Appeal from a judgment of the Supreme Court (Williams, J.), entered December 5, 2003 in Saratoga County, which, upon reconsideration, in a proceeding pursuant to CFLR article 78, granted respondents’ motion to dismiss the petition.
This appeal concerns respondents’ approval of an application to subdivide a 39-acre parcel on Manning Road in the Town of Malta, Saratoga County, referred to as Tiffany Estates. Following commencement of this CFLR article 78 proceeding to annul respondents’ approval of the subdivision, respondents made a preanswer motion to dismiss. Initially, Supreme Court determined that respondents failed to comply with General Municipal Law § 239-m, as alleged in the petition, and annulled respondents’ approval of the subdivision. Respondents then moved to renew and/or reargue, claiming that the factual information upon which Supreme Court relied in reaching its decision was inaccurate. Supreme Court granted the motion and, upon reconsideration, dismissed the petition. Fetitioners appeal.
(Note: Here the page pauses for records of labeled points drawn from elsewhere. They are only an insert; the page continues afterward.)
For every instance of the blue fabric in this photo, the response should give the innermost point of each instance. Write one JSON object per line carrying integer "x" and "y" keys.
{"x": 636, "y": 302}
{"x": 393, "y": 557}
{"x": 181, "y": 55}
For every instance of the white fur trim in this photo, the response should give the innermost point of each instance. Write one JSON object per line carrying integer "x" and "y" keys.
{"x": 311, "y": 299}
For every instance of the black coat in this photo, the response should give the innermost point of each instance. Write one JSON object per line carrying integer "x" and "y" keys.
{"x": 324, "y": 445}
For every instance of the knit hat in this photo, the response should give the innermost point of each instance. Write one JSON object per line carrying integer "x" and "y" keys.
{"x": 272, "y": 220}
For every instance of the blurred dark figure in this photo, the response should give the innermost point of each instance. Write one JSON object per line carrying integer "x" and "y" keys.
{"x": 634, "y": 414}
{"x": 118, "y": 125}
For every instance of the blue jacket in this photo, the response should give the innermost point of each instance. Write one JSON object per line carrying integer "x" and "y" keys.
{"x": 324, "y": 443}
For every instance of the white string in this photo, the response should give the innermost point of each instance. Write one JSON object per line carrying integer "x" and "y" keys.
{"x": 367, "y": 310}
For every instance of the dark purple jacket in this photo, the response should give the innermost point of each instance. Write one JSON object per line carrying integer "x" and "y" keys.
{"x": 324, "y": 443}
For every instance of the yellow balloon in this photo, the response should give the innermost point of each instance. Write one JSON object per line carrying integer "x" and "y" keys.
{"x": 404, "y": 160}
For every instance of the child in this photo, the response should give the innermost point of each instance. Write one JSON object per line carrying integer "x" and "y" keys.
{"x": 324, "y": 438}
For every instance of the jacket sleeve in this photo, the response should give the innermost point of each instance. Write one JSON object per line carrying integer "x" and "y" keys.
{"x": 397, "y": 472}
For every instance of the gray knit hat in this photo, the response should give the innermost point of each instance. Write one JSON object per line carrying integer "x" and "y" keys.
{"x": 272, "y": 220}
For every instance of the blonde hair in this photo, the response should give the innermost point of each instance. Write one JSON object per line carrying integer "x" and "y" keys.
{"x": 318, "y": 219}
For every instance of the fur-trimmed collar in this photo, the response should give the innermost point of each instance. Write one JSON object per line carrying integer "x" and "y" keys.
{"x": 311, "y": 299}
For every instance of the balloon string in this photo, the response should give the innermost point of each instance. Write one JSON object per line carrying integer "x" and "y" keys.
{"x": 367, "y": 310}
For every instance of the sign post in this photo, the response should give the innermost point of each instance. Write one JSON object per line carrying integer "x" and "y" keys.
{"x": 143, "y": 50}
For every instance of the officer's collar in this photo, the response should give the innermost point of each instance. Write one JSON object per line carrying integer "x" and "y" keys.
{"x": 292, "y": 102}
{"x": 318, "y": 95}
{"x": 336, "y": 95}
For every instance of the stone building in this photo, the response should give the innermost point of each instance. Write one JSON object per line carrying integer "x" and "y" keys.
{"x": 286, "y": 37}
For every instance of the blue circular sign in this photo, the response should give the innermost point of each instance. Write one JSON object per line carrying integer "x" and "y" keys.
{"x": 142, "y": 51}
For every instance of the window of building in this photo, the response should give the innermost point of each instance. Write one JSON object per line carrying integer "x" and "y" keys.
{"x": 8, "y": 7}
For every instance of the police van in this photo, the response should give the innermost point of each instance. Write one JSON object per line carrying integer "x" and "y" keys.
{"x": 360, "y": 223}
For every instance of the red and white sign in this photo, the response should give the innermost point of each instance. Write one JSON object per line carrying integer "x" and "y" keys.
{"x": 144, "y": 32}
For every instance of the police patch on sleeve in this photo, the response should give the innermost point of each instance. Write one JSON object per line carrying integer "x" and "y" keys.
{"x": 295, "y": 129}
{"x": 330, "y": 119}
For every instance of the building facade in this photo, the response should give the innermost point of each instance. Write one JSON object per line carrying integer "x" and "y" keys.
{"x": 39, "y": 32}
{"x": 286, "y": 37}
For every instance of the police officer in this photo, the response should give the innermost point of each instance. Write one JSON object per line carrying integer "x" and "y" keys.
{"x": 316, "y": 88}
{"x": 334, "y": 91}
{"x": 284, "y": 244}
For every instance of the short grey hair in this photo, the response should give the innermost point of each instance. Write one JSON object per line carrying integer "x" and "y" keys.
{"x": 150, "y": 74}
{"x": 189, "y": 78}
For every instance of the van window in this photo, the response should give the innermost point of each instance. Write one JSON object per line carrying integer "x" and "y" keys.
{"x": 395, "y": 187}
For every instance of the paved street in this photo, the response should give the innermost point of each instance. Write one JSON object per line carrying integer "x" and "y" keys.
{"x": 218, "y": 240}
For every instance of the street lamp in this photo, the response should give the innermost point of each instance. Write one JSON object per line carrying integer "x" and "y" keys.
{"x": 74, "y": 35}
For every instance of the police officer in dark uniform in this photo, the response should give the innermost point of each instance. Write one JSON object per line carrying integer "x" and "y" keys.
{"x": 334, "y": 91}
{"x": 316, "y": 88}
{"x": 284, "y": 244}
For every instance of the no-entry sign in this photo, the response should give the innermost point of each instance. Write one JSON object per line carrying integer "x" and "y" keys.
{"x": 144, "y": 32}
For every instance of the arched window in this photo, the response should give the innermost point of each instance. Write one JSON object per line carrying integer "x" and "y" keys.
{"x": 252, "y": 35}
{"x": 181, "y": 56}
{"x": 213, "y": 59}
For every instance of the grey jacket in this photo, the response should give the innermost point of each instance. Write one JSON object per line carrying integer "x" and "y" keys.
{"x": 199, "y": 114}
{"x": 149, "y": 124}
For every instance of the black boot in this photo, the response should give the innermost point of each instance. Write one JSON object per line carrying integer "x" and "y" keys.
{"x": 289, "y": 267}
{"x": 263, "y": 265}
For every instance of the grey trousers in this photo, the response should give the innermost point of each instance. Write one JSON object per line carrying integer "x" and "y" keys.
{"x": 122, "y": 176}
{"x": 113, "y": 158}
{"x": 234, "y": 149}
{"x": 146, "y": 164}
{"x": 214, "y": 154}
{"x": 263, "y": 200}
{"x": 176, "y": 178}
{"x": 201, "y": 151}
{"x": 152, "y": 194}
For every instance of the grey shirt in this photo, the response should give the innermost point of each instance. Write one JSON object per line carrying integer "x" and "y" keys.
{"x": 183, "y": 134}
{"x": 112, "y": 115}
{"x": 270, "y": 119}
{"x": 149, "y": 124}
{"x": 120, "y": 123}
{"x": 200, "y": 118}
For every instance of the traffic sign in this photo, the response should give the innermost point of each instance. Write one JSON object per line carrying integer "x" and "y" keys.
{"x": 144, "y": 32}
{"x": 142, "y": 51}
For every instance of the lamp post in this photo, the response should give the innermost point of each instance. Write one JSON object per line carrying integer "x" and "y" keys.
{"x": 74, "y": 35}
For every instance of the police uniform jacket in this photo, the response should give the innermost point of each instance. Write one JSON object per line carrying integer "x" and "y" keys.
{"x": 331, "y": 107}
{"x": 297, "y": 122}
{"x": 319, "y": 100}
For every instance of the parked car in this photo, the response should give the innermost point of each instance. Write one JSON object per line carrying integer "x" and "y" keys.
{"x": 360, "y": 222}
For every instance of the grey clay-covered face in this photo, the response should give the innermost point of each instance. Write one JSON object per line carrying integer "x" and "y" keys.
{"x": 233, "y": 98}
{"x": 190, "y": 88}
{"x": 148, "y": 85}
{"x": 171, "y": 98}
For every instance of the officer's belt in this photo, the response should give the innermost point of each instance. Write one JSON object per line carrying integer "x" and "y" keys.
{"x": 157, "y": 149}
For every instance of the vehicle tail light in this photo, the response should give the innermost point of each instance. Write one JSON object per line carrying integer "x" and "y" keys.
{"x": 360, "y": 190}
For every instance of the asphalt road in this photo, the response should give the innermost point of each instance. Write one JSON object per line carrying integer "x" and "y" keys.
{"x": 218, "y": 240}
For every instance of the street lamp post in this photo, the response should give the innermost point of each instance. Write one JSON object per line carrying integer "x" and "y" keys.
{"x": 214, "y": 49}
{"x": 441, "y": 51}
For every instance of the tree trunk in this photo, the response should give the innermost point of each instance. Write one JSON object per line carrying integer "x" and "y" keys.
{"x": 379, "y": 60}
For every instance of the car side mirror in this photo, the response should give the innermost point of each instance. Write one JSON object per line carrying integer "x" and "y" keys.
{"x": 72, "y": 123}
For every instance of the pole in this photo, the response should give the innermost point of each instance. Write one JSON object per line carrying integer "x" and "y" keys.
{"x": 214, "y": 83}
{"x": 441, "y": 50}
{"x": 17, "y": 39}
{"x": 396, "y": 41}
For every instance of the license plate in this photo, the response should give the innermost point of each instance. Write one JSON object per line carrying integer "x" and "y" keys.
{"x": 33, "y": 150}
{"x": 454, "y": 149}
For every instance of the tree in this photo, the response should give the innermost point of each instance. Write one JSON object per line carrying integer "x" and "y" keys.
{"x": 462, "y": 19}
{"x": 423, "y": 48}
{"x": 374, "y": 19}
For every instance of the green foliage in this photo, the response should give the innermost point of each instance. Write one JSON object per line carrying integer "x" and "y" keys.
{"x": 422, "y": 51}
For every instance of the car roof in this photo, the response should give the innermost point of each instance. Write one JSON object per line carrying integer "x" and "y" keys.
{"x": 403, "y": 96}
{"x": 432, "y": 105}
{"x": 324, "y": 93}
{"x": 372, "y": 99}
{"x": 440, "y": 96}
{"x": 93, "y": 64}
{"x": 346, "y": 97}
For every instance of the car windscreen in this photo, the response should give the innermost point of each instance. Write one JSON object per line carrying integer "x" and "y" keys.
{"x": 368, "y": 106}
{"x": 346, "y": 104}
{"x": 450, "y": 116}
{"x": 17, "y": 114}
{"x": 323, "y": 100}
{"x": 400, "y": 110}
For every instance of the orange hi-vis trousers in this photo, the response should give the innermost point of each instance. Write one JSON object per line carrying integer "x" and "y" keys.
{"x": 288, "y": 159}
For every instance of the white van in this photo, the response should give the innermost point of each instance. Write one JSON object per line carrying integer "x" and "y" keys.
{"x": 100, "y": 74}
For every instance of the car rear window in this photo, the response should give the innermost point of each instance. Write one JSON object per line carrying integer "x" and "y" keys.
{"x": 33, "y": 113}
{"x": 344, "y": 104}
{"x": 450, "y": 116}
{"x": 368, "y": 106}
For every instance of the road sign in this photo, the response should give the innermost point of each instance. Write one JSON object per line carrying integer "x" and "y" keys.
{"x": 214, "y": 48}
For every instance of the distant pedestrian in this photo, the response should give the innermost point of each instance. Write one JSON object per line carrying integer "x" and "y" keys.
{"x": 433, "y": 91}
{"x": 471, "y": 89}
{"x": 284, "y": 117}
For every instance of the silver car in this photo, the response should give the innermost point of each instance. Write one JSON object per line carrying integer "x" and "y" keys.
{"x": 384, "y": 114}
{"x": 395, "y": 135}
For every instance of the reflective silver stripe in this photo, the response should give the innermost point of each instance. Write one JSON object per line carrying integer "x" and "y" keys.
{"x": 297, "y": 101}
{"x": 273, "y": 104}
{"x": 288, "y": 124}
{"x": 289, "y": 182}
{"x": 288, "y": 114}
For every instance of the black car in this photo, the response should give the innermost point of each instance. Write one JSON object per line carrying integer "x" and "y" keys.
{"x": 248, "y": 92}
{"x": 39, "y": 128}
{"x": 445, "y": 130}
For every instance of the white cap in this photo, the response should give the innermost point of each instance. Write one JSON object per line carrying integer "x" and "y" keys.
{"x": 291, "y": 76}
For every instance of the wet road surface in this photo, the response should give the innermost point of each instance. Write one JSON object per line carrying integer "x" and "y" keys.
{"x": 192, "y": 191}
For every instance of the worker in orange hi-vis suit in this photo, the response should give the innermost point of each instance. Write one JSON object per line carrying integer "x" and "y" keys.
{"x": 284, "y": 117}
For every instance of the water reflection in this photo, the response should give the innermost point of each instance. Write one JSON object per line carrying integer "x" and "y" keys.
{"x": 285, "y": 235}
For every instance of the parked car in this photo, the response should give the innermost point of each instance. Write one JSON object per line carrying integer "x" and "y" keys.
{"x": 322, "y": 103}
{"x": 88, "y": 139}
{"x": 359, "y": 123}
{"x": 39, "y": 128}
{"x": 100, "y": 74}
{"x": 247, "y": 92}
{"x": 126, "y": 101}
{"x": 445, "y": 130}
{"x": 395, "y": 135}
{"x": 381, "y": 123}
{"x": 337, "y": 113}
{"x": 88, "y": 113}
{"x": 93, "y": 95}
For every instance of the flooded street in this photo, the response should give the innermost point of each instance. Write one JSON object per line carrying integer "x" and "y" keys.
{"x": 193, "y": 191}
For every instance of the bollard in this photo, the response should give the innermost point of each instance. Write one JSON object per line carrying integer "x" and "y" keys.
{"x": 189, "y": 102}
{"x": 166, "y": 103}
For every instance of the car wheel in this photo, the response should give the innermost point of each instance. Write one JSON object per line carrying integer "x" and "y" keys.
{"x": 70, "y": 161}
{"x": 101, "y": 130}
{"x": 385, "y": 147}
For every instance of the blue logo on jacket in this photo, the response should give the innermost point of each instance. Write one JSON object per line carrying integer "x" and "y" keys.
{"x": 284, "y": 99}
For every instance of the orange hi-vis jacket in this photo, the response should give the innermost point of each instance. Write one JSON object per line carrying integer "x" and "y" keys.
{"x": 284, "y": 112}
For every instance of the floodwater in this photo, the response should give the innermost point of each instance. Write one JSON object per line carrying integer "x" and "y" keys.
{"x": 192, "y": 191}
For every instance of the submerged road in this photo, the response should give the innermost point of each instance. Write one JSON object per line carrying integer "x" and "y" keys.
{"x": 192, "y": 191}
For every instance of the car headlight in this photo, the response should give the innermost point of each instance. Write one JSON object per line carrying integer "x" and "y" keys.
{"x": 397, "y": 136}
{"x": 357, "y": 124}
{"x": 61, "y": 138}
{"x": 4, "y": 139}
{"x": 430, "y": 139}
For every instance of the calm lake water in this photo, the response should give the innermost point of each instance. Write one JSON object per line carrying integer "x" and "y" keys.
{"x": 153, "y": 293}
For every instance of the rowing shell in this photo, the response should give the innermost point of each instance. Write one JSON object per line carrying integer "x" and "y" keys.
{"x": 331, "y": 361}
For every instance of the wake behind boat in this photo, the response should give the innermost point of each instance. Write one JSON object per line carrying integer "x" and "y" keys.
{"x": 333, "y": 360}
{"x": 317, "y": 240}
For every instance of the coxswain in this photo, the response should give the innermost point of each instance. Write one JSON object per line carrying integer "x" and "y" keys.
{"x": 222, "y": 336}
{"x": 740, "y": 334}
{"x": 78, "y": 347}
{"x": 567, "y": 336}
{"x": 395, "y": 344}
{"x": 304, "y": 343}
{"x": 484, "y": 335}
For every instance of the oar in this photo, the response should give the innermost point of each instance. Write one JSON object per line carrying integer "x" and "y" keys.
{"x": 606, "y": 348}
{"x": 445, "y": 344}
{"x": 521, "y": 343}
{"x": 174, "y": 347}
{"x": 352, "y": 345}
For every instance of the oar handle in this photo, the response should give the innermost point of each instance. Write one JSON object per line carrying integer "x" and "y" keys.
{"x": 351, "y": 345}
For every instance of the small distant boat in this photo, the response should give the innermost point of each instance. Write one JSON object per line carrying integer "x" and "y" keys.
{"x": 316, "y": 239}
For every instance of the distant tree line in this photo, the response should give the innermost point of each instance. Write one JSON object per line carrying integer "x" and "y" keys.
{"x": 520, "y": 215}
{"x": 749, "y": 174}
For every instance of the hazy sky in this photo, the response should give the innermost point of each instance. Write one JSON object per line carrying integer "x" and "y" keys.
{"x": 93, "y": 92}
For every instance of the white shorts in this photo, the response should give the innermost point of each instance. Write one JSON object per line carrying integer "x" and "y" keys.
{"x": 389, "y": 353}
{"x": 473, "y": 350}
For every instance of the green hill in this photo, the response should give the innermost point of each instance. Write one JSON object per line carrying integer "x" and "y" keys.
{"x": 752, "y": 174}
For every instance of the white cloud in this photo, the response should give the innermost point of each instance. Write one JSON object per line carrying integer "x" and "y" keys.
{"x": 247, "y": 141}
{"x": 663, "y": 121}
Respondents’ original motion to dismiss contends that petitioners’ allegations concerning violations of the State Environmental Quality Review Act (ECL art 8 [hereinafter SEQRA]) are meritless. As Supreme Court dismissed the petition in its entirety, petitioners continue to assert on this appeal that respondents did not meet their obligations under SEQRA by failing to take a “hard look” at the environmental impacts of the project. Because the subdivision in question was classified as an unlisted action, a short environmental assessment form must be submitted to the lead agency “to assist it in determining the environmental significance or nonsignificance of actions” (6 NYCRR 617.2 [m]; see 6 NYCRR 617.6 [a] [3]). The lead agency must make a “positive or negative declaration as to whether the proposed action will have a significant effect on the environment” (Matter of Cathedral Church of St. John the Divine v Dormitory Auth. of State of N.Y., 224 AD2d 95, 99-100 [1996], lv denied 89 NY2d 802 [1996]). Before making the declaration, the lead agency must take a “ ‘hard look’ at relevant areas of environmental concern and . . . make a reasoned elaboration of the basis of its determination” (Matter of Holmes v Brookhaven Town Planning Bd., 137 AD2d 601, 604 [1988], lv denied 72 NY2d 807 [1988] [emphasis added]; see Matter of Cathedral Church of St. John the Divine v Dormitory Auth. of State of N.Y., supra at 100).
Although it is the preferred practice that the Board set forth more of a reasoned elaboration for the basis of its determinations, this particular record is adequate for us to exercise our supervisory review to determine that the Board strictly complied with SEQRA procedures (see Matter of Holmes v Brookhaven Town Planning Bd., supra), and the degree of detail with which each factor must be discussed varies with the circumstances of each case. Moreover, the Legislature has left the agencies with considerable latitude in determining environmental impacts (see generally Matter of Jackson v New York State Urban Dev. Corp., 67 NY2d 400, 417 [1986]). The wealth of documentation contained in this record sufficiently demonstrates the reasons for respondents’ actions.
Cardona, P.J., Crew III, Carpinello and Kane, JJ., concur. Ordered that the judgment is affirmed, without costs.